Fin juillet, le salon Webzine 2001 réunissait, à New York, les éditeurs de contenu en ligne indépendant : webziners, graphistes engagés, auteurs de journal intime, journalistes... Tous clament leur liberté d’expression et leur grande indépendance.
« Il n’y a pas de business model qui marche sur le Net. Les gens qui restent sont essentiellement intéressés par la seule publication d’informations. C’est le retour du Web indépendant. » Avec cette déclaration, Libe Goad, éditeur de Gamegal.com, a donné le ton de Webzine 2001. Cette manifestation réunissait la plupart des éditeurs de sites à contenu indépendant, à New York, fin juillet. Il y avait là des webzines spécialisés dans l’information économico-financière, des graphistes web engagés, des sites dédiés à la musique, à l’art ou à l’écriture, des journaux intimes à l’intérêt relatif, des maisons d’édition alternatives comme Softskull, des serveurs gentiment érotico-cul. Le tout mixé dans une ambiance « intellectuels du Web libre, en guerre contre le mauvais contenu sur le Net ». Intérêt garanti.
Schizophrénie
Mais la tendance était quand même au flip. La plupart des webziners présents travaillent dans le secteur des nouvelles technologies et ont connu le chômage ces derniers temps. Ils ont tiré un trait sur les derniers espoirs, avoués ou non, de rentabiliser leur site perso. Mais ils sont toujours là, en ligne, avec un contenu indépendant, souvent riche, parfois nombriliste. « Le Web indépendant était là avant la folie du Nasdaq et il est toujours là après », souligne Douglas Rushkoff, de Ruskoff.com. Personne ne veut mettre un terme à l’aventure. Car sur leurs webzines, les éditeurs sont libres de « publier n’importe quoi, sans que personne ne dicte ce qu’il faut écrire ». Ce qui n’est pas toujours le cas dans leur job quotidien. Notamment pour les quelques journalistes présents, qui donnent libre cours à leur schizophrénie, en publiant des papiers « classiques » le jour et des papiers un peu plus délirants la nuit.
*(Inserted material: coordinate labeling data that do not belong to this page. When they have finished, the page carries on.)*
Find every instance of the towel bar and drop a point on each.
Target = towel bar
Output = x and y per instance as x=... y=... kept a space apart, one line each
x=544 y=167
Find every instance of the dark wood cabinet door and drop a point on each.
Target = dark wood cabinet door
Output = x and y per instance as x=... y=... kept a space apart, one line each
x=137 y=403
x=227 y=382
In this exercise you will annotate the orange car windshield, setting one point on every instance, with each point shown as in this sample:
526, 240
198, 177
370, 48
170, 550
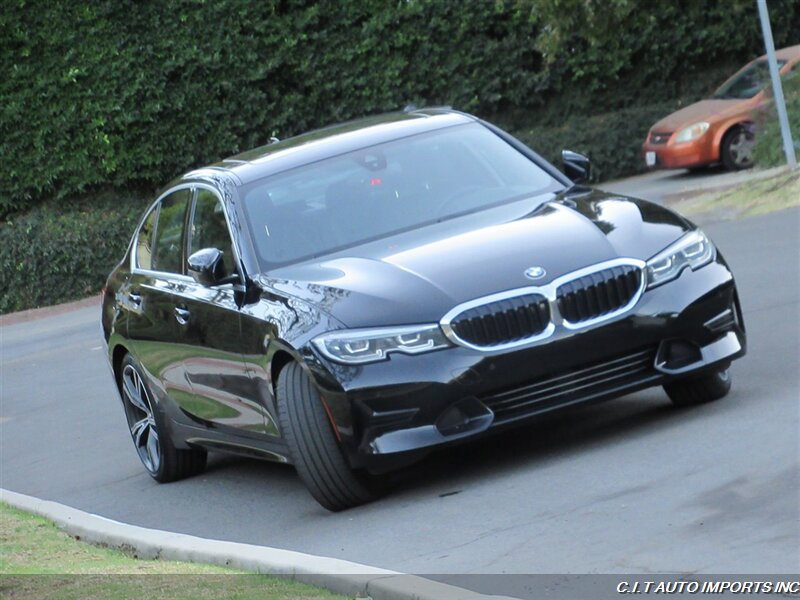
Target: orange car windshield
747, 83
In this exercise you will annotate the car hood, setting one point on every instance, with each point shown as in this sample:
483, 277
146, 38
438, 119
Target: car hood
396, 283
705, 110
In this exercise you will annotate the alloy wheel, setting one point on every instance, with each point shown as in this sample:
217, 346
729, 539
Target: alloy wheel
741, 149
141, 421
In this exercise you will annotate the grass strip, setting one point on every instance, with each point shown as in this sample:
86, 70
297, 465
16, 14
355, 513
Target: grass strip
40, 561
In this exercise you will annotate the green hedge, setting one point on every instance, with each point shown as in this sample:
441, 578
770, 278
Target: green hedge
121, 92
60, 251
769, 142
613, 141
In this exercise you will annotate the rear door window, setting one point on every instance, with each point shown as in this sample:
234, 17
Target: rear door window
144, 241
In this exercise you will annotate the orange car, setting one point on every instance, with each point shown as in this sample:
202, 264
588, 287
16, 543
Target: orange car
719, 129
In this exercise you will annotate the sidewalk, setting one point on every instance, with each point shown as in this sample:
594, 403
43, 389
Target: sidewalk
340, 576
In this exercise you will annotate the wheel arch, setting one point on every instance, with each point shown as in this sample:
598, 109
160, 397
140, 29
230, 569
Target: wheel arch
726, 129
117, 356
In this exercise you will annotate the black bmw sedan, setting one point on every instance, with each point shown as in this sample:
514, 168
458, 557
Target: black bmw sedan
349, 299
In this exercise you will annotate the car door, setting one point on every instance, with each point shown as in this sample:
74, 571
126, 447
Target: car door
152, 291
209, 332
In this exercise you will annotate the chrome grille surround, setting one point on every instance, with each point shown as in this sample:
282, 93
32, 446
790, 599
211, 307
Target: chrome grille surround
449, 322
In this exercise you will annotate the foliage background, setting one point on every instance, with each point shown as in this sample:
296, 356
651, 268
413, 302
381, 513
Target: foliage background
125, 94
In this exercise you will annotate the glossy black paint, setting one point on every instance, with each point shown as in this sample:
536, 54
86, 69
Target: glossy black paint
212, 353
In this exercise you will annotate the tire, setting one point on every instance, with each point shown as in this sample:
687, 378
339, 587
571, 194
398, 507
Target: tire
150, 437
736, 150
313, 447
699, 390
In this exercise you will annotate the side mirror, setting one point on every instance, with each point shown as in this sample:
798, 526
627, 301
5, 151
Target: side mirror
207, 266
576, 166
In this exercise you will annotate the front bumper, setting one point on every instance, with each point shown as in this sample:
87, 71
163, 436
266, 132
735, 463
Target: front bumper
387, 413
677, 156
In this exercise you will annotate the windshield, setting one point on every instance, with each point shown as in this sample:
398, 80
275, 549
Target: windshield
385, 189
747, 83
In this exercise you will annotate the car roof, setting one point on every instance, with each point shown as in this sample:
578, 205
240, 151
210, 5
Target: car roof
332, 141
790, 53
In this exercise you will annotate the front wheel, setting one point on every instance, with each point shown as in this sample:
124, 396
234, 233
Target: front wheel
313, 447
737, 149
701, 389
151, 439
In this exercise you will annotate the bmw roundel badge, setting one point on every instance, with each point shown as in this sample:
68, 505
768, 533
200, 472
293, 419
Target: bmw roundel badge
535, 273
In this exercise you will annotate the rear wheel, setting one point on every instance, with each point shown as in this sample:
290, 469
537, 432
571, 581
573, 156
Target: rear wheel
313, 447
737, 149
701, 389
151, 439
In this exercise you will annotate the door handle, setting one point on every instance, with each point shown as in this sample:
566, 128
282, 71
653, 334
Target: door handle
182, 315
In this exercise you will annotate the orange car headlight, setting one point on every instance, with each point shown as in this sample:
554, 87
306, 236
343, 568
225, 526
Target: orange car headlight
692, 132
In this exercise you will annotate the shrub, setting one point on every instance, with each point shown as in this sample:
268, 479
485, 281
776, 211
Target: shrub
120, 92
613, 141
769, 142
61, 251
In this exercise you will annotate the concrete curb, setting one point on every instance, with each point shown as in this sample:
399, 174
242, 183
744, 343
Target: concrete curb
340, 576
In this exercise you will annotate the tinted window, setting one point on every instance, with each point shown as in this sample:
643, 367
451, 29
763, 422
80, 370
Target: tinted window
209, 228
377, 191
168, 247
144, 241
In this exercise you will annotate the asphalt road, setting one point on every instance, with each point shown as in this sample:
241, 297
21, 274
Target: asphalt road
657, 186
629, 486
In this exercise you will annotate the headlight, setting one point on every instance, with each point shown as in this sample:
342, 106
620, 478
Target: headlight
687, 134
693, 250
356, 346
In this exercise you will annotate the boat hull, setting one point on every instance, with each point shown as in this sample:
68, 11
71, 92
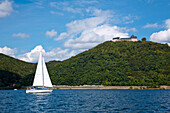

Gros fainéants de la presse classique
Mais la majorité des éditeurs de webzines ne sont pas reporters. Ils travaillent dans des start-ups, font du webdesign ou de la programmation et... ont tous une dent contre les soi-disant professionnels de l’information. « Les journalistes de la presse classique sont de gros fainéants », lance un intervenant quand on évoque les relations des webzineurs avec la presse. « Ils viennent nous lire. On les voit dans les logs. Mais n’attendez pas un commentaire de leur part dans les forums liés à nos papiers. Pourquoi ne postent-ils pas quelques idées comme tout le monde ? », interroge Bill Lessard, de Netslaves.com. « Les médias se suivent comme des poissons en banc et nous, on est hors du banc », poursuit-il pour expliquer le succès de son site. Bill Bastone, l’animateur de Thesmokinggun.com, journaliste lui-même, se lâche : « Les reporters traditionnels devraient avouer qu’ils ne sont pas objectifs, ce serait intellectuellement plus honnête. » Certains, parmi les éditeurs de webzines dédiés à l’investigation dans le domaine économique et financier, vont plus loin : « Maintenant, les journalistes sont contents. Ils ont trouvé une nouvelle technique : pour publier des infos dont ils disposent, mais qui leur semblent trop brûlantes, ils renvoient à nos sites, en disant que c’est nous qui les avons diffusées les premiers. C’est comme une excuse pour ne pas se faire taper sur les doigts tout en passant quand même l’enquête. »
Peu de webzineurs ont la bonne foi de reconnaître l’impact de la presse classique dans leur ascension médiatique. Fuckedcompanies ou Netslaves, par exemple, ont pourtant fait l’objet de nombreux articles dans les journaux tout ce qu’il y a de plus classiques... Les éditeurs préfèrent donner dans l’optimisme. Quelle satisfaction d’avoir pu tisser une vraie relation avec les lecteurs, disent-ils. « Je fais un site d’édition de poésie. Le jour où j’ai reçu un texte en provenance d’Indonésie, je me suis dit... waou ! », raconte, l’œil brillant, Cezanne Huq, de Virtualurth.com.